In the present work, venoms from five species of the genus Agkistrodon were evaluated in terms of their enzymatic (Phospholipase A2 and caseinolytic) and biological (edema forming, hemorrhagic, procoagulant and lethal) effects. Horses were used to produce monovalent hyperimmune sera against each of three venoms (A. bilineatus, A. contortrix and A. piscivorus) and their neutralizing potency, expressed as Median Effective Dose (ED50), was determined against the venoms of all five species. In terms of PLA2 and caseinolytic activities, all venoms are extremely homogeneous. PLA2 activity is high, while caseinolytic activity is low when in contrast with that of the rattlesnake Crotalus simus. On the other hand, biological activities showed marked interspecific differences, particularly between the species from Mexico and those from the United States. Mexican species displayed higher edema-forming, hemorrhagic and lethal effects than US species, while none of the species studied presented procoagulant activity. All three monovalent hyperimmune sera showed good neutralizing potency against the analyzed venoms. Nonetheless, we observed relevant immunochemical differences among the venoms using ELISA and Western Blot assays. We conclude that the venoms of A. piscivorus (USA) and A. bilineatus would be ideal to use as immunogens for the production of a polyvalent antivenom with good neutralizing potency against the venoms of all the species of the genus.

Neutralization of Vipera and Macrovipera venoms by two experimental polyvalent antisera: a study of paraspecificity.

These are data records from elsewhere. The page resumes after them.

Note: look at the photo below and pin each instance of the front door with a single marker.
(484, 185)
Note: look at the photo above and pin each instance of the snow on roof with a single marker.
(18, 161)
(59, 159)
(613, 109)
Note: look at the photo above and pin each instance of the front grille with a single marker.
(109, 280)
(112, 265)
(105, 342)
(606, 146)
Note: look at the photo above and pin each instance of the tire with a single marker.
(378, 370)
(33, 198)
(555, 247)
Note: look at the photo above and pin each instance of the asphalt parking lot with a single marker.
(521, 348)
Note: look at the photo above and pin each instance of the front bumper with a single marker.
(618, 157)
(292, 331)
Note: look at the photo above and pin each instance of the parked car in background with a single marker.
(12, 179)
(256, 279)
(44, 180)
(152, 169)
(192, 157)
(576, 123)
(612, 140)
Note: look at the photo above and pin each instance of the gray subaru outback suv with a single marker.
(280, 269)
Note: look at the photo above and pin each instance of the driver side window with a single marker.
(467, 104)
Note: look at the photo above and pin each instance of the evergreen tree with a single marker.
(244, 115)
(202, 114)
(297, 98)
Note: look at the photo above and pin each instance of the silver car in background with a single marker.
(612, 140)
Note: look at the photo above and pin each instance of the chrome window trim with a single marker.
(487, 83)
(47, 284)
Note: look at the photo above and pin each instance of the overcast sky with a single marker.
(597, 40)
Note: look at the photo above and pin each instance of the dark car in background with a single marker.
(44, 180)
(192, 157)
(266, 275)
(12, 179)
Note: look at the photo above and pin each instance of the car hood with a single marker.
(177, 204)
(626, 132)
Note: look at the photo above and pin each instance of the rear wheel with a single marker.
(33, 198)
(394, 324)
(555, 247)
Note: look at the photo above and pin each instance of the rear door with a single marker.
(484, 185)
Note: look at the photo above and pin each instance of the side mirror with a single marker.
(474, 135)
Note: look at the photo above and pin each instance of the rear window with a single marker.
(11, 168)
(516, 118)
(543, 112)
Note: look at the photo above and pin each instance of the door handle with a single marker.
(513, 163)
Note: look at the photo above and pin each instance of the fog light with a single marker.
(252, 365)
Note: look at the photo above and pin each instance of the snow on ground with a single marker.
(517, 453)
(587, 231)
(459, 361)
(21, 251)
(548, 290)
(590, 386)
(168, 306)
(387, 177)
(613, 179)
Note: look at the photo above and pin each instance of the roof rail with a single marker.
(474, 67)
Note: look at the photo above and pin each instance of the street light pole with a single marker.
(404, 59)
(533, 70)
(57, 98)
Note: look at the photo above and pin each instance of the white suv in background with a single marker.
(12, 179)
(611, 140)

We conducted an extensive study of neutralization of lethality of 11 species and one subspecies of snakes of the genus Vipera, and of five species of Macrovipera, by two experimental equine antisera. One antiserum was a trivalent preparation raised against the venoms of Vipera aspis aspis, Vipera berus berus and Vipera ammodytes ammodytes; the other was a pentavalent preparation that also included venoms of Vipera (now Montivipera) xanthina and Macrovipera lebetina obtusa. We measured specific neutralization of lethality against all venoms included in the immunization schemes, and paraspecific neutralization against the venoms of Vipera ammodytes montandoni, Vipera (Montivipera) bornmuelleri, Vipera latastei, Vipera (Mo.) latifii, Vipera (Mo.) lotievi, Vipera (Daboia) palaestinae, Vipera (Mo.) raddei and Vipera seoanei, as well as against Macrovipera (D.) deserti, Macrovipera lebetina cernovi, Macrovipera lebetina turanica and Macrovipera schweitzeri. We found an important degree of paraspecific protection within each genera (omitting recent reclassification) that was quite independent of both the lethal potency of the venoms and their geographic origin. This information may be of use to clinicians charged with the treatment of Vipera or Macrovipera envenomations with non-specific antivenoms.